Turmoil in parties when out of power is nothing new. Remember Kalyan Singh, Uma Bharati, Yediyurappa, who quit and made own parties?
modi-rahul

To understand the predicament of any party out of power in India one must objectively study the turmoil within the Bharatiya Janata Party (BJP) between 2004 and 2014 when once hardline champion of Hindutva and former Uttar Pradesh chief minister Kalyan Singh deserted Sangh Parivar and virtually bowed before none else but the arch rival Mulayam Singh Yadav.

Similarly, his Madhya Pradesh counterpart, Uma Bharati, bid goodbye to the saffron camp and floated her own Bharatiya Janshakti Party. Another ex-CM, Karnataka’s B S Yediyurappa, rebelled against the party leadership to float his own outfit in 2012.
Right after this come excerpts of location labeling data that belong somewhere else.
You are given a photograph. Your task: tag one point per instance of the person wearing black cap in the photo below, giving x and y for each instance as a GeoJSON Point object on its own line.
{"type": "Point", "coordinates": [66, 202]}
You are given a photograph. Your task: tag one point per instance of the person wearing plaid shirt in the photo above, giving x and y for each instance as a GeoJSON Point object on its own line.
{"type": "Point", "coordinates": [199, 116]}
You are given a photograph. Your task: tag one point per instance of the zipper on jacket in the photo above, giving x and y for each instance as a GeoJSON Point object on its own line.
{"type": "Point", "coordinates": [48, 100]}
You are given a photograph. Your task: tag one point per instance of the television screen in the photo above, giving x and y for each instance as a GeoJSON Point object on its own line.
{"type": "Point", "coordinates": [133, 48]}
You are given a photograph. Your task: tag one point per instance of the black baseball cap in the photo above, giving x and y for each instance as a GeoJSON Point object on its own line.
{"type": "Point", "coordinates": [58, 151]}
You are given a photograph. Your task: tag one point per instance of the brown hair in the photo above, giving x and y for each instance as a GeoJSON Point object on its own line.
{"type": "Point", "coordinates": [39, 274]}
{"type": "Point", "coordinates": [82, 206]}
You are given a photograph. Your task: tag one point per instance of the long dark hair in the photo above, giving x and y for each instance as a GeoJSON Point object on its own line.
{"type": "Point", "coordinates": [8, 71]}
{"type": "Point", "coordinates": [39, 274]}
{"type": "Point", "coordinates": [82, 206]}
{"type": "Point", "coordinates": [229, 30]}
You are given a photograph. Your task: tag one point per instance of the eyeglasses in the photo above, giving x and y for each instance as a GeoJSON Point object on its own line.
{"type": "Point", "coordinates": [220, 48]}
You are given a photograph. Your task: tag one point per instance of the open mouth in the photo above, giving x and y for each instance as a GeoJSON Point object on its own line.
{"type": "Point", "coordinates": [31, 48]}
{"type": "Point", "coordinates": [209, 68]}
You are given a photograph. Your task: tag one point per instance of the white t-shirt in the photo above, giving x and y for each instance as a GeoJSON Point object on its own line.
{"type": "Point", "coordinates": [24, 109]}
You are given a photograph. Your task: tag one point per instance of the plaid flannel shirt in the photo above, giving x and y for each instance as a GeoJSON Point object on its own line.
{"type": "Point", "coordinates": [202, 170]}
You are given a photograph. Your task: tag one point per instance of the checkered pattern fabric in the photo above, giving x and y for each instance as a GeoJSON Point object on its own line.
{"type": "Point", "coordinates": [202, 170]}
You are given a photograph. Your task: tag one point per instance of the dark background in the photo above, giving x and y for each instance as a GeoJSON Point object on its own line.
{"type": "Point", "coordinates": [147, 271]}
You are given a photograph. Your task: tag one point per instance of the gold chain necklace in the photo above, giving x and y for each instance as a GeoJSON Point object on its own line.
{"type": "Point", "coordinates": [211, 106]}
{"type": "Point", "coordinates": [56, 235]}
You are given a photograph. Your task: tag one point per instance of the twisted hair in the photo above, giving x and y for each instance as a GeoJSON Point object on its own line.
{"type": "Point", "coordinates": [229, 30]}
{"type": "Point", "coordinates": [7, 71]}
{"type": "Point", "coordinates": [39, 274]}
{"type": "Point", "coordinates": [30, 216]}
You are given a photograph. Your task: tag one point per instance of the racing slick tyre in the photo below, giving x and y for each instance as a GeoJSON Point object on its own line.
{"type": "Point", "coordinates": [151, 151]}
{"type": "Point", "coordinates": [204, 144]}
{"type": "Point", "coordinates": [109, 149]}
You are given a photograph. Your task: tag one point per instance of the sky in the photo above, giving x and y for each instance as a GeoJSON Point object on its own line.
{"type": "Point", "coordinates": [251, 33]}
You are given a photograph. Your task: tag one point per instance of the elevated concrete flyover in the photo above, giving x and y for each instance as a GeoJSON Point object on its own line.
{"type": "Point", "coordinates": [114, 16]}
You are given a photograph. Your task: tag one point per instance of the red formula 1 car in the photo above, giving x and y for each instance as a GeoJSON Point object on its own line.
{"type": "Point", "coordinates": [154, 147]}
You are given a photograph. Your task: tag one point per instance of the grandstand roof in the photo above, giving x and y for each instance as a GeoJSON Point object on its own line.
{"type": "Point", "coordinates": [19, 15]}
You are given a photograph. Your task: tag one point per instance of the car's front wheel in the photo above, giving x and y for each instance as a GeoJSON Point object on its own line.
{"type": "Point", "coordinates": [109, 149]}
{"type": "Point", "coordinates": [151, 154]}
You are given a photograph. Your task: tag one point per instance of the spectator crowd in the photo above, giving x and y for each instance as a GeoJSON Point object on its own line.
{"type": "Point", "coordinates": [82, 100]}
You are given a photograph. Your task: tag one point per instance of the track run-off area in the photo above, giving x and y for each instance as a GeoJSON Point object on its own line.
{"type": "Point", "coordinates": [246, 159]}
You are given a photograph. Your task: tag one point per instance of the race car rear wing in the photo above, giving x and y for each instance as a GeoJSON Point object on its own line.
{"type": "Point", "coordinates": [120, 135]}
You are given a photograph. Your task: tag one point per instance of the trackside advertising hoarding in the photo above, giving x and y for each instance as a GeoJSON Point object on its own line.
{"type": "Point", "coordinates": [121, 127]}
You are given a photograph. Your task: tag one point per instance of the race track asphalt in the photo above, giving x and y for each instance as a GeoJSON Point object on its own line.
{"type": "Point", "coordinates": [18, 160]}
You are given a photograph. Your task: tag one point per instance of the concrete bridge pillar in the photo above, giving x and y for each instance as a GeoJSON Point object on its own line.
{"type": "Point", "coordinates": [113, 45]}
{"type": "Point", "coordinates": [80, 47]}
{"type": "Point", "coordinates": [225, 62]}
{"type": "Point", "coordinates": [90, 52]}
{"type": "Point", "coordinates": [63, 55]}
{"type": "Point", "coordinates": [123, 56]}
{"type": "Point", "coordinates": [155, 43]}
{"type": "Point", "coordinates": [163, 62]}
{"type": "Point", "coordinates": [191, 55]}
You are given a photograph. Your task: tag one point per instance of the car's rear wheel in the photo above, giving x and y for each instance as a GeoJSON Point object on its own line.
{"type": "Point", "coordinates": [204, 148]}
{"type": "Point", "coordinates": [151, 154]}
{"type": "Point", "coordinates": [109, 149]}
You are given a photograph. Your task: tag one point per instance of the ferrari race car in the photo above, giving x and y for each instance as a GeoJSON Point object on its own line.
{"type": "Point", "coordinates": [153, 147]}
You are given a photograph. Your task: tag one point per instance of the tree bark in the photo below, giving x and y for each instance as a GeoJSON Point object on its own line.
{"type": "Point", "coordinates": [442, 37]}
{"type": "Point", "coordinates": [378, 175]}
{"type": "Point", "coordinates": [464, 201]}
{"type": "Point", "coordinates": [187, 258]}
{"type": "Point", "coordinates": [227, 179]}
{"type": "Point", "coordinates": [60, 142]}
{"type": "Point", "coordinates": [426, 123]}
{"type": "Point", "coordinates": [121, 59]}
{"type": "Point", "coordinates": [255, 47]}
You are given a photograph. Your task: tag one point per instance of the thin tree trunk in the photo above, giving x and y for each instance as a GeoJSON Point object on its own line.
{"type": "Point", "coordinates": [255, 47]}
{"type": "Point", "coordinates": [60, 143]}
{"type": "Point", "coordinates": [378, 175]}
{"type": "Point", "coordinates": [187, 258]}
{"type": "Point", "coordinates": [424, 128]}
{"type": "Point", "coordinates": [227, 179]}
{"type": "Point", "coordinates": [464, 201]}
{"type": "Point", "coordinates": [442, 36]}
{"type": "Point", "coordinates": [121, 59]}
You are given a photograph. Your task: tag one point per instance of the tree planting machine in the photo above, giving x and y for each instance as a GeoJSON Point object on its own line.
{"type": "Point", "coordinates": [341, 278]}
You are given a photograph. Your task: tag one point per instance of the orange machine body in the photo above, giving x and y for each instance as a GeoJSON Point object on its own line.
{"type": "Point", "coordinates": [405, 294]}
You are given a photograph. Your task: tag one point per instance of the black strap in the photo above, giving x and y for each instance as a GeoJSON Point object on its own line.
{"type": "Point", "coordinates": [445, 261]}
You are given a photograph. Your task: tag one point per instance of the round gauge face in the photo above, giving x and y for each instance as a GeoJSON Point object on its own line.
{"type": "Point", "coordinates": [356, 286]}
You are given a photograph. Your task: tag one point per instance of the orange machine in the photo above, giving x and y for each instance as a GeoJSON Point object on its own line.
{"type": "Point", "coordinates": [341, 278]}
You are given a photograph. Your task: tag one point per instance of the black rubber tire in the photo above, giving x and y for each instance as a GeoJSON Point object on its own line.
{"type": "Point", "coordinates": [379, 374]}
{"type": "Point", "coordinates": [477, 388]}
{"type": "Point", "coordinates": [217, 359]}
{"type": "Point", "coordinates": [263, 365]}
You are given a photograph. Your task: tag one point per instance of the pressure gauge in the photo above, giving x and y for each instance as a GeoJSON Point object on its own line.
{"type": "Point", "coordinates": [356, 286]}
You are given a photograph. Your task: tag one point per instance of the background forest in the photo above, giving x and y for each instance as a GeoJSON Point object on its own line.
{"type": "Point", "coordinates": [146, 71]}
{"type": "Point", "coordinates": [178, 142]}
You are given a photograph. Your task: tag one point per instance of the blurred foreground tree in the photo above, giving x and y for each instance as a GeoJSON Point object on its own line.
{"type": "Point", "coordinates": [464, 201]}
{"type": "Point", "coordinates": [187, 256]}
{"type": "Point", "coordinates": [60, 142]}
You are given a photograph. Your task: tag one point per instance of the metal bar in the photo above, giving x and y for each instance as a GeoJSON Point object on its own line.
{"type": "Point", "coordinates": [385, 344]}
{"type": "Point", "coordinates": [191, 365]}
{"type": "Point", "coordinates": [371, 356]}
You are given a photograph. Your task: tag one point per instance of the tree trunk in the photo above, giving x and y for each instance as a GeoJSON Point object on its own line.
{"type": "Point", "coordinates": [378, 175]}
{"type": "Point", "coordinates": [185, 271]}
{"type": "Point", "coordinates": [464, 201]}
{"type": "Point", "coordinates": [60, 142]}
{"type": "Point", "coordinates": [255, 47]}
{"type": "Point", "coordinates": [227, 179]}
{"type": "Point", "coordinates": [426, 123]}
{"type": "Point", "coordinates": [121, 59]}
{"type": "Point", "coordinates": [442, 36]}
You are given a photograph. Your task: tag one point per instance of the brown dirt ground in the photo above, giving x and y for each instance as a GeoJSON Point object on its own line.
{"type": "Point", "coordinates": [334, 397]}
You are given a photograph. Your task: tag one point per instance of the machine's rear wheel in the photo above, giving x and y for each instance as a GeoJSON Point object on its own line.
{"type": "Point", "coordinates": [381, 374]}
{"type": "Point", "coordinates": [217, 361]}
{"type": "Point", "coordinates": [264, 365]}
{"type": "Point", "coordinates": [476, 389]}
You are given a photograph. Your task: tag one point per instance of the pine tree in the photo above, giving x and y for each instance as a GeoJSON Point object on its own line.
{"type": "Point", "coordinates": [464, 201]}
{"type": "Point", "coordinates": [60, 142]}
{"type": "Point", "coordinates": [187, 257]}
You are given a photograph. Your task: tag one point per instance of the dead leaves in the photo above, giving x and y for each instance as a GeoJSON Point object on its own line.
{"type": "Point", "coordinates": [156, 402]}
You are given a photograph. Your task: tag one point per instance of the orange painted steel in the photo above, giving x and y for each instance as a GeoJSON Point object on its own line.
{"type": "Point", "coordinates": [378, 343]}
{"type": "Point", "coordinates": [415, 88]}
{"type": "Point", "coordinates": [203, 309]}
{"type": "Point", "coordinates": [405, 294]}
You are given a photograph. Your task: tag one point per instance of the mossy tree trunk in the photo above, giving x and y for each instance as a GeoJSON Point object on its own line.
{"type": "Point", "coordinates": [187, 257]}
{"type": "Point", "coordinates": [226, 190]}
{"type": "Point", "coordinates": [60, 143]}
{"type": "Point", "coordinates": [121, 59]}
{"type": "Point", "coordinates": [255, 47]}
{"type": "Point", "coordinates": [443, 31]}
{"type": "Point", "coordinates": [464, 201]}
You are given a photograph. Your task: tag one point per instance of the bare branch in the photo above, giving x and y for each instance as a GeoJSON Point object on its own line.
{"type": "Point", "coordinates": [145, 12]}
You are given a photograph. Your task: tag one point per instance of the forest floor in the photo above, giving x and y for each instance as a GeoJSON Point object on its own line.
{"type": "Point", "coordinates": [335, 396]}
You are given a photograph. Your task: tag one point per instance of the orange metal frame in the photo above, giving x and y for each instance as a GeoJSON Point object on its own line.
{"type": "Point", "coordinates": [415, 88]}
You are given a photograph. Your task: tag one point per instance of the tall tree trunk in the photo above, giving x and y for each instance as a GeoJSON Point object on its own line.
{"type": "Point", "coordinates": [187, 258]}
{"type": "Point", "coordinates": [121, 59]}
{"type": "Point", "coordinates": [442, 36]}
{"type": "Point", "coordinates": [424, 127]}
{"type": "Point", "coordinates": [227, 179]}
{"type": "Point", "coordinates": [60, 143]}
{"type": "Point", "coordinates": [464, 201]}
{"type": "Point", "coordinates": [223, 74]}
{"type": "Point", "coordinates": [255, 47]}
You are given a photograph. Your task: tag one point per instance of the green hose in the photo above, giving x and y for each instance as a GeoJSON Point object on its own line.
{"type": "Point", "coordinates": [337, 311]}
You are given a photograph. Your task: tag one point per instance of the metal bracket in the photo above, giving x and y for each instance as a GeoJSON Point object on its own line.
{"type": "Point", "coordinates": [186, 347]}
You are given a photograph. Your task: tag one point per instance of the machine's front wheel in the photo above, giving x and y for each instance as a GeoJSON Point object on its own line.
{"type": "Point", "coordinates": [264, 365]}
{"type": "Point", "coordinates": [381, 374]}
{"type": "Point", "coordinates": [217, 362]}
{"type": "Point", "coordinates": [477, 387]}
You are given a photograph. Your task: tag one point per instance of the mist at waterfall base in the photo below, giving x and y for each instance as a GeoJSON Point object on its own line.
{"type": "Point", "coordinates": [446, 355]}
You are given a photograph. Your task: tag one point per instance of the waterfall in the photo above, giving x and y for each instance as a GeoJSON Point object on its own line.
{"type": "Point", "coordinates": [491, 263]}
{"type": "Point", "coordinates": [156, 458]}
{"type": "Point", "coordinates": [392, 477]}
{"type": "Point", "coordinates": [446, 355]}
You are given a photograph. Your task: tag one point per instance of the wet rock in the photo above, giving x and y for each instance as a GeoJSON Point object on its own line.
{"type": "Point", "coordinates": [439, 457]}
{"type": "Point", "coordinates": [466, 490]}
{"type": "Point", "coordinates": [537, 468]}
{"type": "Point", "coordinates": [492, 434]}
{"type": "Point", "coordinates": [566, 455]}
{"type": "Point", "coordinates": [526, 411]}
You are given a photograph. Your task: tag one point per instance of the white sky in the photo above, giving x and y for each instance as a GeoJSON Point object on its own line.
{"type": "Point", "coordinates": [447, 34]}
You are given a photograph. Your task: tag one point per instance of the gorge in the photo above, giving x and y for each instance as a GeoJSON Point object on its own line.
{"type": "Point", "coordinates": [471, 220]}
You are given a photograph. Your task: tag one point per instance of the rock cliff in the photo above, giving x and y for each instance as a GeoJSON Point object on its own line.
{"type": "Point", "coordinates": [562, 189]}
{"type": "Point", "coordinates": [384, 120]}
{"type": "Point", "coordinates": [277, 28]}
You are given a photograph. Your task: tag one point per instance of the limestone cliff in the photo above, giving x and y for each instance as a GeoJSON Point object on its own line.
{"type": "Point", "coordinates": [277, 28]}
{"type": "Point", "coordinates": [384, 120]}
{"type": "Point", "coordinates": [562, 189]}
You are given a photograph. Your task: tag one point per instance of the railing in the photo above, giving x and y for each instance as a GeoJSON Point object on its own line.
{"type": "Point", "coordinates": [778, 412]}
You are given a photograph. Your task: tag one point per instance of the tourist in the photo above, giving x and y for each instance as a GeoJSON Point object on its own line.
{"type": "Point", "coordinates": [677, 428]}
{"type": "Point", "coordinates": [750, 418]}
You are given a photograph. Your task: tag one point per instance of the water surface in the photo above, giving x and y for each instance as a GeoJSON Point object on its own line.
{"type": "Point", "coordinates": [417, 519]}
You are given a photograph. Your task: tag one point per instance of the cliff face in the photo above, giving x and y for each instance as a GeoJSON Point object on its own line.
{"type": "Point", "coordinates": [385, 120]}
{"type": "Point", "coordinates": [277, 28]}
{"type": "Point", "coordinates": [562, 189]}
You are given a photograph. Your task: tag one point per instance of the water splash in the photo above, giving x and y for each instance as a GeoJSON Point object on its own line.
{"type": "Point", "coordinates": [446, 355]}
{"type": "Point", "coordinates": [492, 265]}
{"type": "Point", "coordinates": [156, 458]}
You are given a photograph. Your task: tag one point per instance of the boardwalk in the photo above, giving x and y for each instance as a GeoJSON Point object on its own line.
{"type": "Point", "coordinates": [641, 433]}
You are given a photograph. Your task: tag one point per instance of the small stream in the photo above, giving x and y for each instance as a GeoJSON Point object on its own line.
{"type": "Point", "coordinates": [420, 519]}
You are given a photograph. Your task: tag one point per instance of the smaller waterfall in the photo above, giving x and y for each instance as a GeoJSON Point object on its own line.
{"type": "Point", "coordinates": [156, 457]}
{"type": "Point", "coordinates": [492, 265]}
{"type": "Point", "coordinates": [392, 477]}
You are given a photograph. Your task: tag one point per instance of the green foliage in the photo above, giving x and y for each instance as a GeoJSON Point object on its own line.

Not to forget, the party’s patriarch Lal Krishna Advani had to publicly face humiliation and insult at the hands of his own foot-soldiers after his secular remarks on Pakistan’s founder Mohammad Ali Jinnah in his birthplace Karachi in June 2005. Four years later, in
August 2009, the BJP had to expel the party’s third most influential face, Jaswant Singh, when he, in his book, blamed Jawaharlal Nehru and not Jinnah for the partition of the Indian sub-continent.

Politics of Powerlessness

Those journalists and columnists who are ridiculing the present state of uncertainty in the Indian National Congress must first understand the politics of powerlessness. If Kalyan Singh, once ousted from power, had to join hands with ‘Maulana’ Mulayam Singh Yadav, whom he would accuse of ‘bloodbath’ of Kar Sevaks in police firings in Ayodhya on October 30
and November 2, 1990, when the latter was the chief minister of UP, then what is happening in Congress in Himachal Pradesh, Maharashtra or elsewhere is not something out of world.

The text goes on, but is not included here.